The fire didn't go out, though. It turned green and billowed around her like a gamma-ray nuclear explosion straight out of Marvel Comics. Buffy's superlong hair seared away.
And she began to grow.
"Damn it!" The seams of her designer clothes gave way in moments, ripping her fancy dress to shreds. Seconds later she felt her shoulders strike the high ceiling of the dining hall, about ten feet up, and force her into a crouch. "You just couldn't resist, I guess, is that it?"
If she'd been at home, Buffy guessed she would have stood up. The ceiling would have been wrecked, but she would've been free. Unforunately, at the moment she had at least six stone ceilings above her. Even if she was strong enough to shatter her way out, there was no telling what kind of damage she'd do. She was probably something like twenty feet tall or more.
Lacking any better alternative, she reached out and closed her fist around Iron Siaka. "Okay, I get it. You're just that anxious to get me naked? Like the view?"

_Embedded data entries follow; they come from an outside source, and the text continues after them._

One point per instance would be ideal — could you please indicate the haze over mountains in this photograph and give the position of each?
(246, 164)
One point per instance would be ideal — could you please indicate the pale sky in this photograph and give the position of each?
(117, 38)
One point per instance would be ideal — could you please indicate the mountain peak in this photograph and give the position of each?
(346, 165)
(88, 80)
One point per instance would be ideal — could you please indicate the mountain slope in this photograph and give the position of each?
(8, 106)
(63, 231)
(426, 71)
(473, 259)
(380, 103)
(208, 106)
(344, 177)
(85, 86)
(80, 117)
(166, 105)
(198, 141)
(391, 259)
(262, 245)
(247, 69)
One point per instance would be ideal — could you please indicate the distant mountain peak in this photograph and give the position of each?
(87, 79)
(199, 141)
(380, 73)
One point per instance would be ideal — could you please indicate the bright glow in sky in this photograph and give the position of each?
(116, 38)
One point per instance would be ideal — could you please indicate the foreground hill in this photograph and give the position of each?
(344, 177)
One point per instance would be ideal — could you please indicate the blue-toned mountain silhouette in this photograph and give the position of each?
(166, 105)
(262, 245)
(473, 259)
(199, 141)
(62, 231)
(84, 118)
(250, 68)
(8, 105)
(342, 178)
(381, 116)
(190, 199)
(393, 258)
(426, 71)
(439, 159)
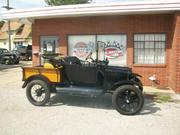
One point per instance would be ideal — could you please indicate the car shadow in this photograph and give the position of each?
(102, 102)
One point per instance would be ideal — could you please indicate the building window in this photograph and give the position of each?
(112, 47)
(18, 43)
(149, 48)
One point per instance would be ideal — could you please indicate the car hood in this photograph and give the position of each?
(8, 54)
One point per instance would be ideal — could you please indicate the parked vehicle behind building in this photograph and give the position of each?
(7, 57)
(70, 75)
(25, 52)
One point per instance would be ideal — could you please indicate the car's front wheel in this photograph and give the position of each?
(128, 99)
(38, 92)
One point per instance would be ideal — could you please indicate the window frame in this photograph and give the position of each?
(165, 48)
(96, 35)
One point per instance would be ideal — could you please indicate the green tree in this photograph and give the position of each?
(66, 2)
(1, 23)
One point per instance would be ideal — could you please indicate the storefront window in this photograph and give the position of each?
(149, 48)
(111, 47)
(82, 45)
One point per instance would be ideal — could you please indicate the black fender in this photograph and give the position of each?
(128, 82)
(35, 77)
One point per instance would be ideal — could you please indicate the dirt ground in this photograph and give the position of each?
(67, 115)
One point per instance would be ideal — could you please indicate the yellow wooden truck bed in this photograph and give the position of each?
(52, 74)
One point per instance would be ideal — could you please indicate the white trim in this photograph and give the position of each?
(122, 8)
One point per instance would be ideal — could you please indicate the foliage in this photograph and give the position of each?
(1, 23)
(66, 2)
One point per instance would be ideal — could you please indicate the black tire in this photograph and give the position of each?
(45, 89)
(128, 100)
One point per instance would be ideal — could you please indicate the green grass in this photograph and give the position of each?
(162, 98)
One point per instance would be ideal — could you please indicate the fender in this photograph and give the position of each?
(35, 77)
(130, 82)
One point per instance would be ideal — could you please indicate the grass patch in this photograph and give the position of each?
(162, 98)
(159, 97)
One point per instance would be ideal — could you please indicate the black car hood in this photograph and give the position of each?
(8, 54)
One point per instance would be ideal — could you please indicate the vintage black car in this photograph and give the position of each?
(7, 57)
(69, 75)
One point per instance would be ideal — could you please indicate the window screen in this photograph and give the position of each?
(149, 48)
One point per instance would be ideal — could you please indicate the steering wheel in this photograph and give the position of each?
(89, 56)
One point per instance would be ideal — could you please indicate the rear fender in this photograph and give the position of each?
(35, 77)
(130, 82)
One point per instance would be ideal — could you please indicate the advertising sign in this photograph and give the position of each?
(82, 46)
(112, 47)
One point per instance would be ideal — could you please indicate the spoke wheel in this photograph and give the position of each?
(38, 92)
(128, 100)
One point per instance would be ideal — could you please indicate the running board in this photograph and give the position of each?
(80, 91)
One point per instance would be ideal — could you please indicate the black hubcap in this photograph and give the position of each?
(37, 93)
(128, 100)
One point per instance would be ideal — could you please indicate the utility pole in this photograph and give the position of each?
(9, 27)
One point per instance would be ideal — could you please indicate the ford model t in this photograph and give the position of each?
(69, 75)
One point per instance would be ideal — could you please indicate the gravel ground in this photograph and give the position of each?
(68, 115)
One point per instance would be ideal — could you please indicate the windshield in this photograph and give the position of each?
(4, 51)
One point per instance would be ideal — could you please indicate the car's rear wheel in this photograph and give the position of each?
(38, 92)
(128, 100)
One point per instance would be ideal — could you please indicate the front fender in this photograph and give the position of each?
(128, 82)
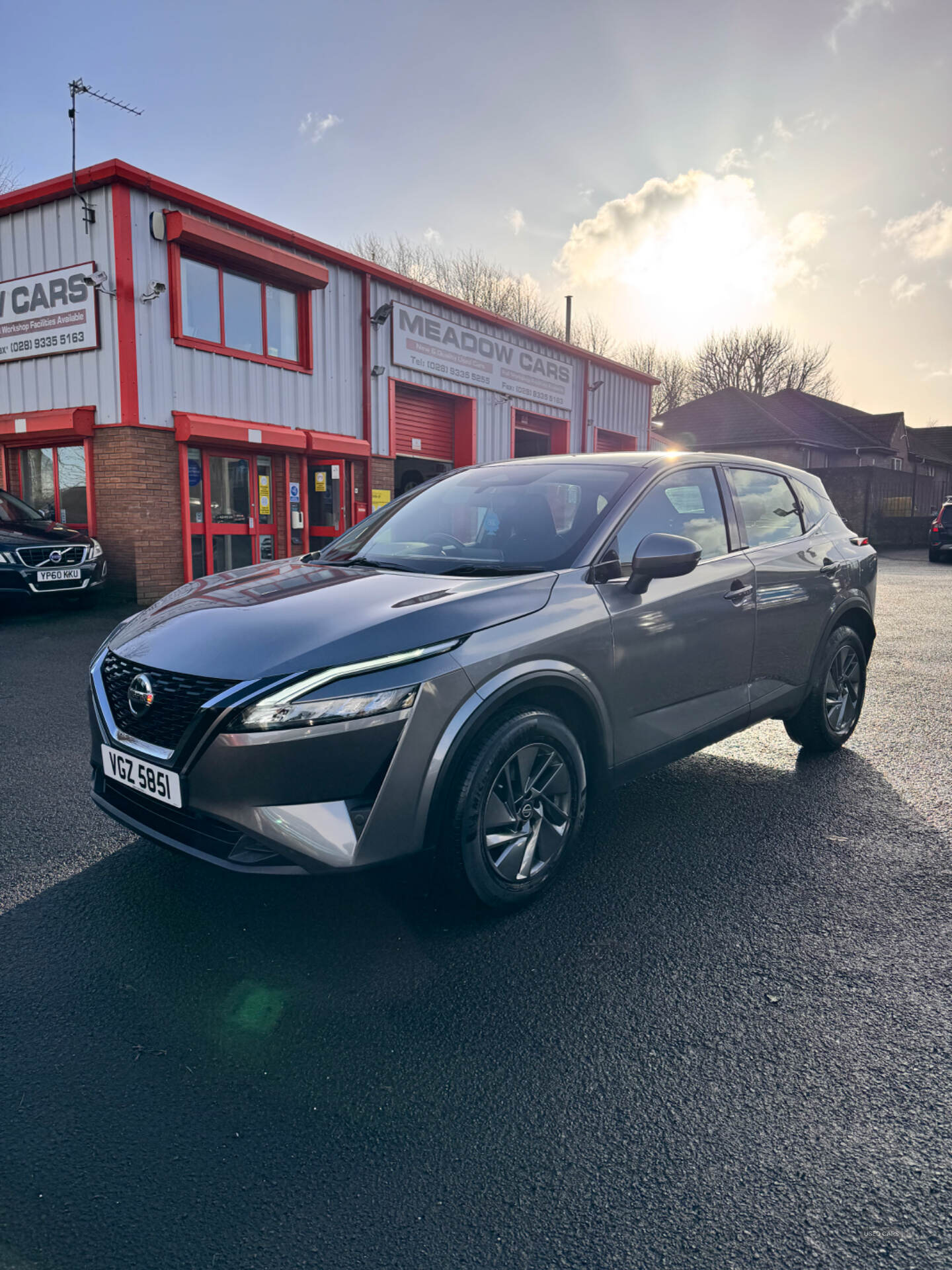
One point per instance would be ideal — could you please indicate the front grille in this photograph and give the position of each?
(178, 698)
(36, 558)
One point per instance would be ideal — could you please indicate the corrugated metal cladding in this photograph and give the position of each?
(186, 379)
(493, 409)
(52, 237)
(427, 419)
(621, 404)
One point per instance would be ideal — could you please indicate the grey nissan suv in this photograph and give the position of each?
(457, 671)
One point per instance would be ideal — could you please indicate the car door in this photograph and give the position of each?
(796, 564)
(683, 650)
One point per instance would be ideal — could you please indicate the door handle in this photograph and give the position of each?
(739, 592)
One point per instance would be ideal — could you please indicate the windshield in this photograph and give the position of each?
(12, 509)
(504, 519)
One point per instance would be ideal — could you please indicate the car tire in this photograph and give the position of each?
(834, 702)
(520, 808)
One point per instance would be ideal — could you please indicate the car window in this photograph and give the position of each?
(767, 506)
(811, 505)
(684, 502)
(499, 519)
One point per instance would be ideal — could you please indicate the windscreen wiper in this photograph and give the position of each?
(371, 564)
(491, 571)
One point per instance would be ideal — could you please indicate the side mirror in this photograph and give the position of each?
(662, 556)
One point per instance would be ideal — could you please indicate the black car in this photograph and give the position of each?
(40, 556)
(941, 534)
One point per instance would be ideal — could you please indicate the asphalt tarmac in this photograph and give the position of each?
(723, 1040)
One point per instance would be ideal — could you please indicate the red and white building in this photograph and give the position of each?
(204, 389)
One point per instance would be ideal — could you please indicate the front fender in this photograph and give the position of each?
(542, 675)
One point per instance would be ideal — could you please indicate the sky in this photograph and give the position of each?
(678, 165)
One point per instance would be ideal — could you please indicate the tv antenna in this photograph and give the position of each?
(77, 89)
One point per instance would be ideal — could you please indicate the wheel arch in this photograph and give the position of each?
(563, 693)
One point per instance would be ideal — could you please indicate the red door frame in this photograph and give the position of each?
(41, 443)
(557, 429)
(347, 462)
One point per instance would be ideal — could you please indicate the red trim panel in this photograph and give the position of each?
(114, 169)
(125, 305)
(226, 245)
(77, 422)
(239, 433)
(333, 444)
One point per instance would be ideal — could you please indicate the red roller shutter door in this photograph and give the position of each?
(607, 441)
(427, 418)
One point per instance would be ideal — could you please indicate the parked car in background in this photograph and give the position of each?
(941, 534)
(456, 673)
(40, 556)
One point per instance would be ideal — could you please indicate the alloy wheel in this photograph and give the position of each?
(843, 690)
(527, 813)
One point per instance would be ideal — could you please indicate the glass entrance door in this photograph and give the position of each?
(337, 497)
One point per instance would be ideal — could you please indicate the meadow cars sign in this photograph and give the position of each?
(48, 313)
(438, 347)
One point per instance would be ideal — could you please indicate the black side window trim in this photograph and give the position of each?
(739, 512)
(727, 508)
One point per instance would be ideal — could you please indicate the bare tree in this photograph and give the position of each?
(762, 360)
(8, 177)
(594, 335)
(673, 370)
(466, 275)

"Not...my...type," the Sidereal wheezed.
"Tell you what," Buffy growled. "I can't kill you, so how about I take you prisoner, and I'll see if you can be taught how to negotiate in good faith. Your friends can go, if they want." She squeezed lightly.
"The...hell...you...say."
Buffy sighed. "You want to play it like that. Sure. The hell I say. Get ready for an extended visit. Hope you like my hospitality. You two, get out before I change my mind and squish her. Anya will have to take care of herself."
"Slayer!" Where was that coming from? "Slayer?"
"Spike?" There wasn't much room to turn around. "Can't really see you!"
"Pretty sure when I said you had a nice bum, I didn't mean at this range!"
"Sorry, Spike. I think you're going to have to wait till this wears off on its own. Enjoy the view, I guess."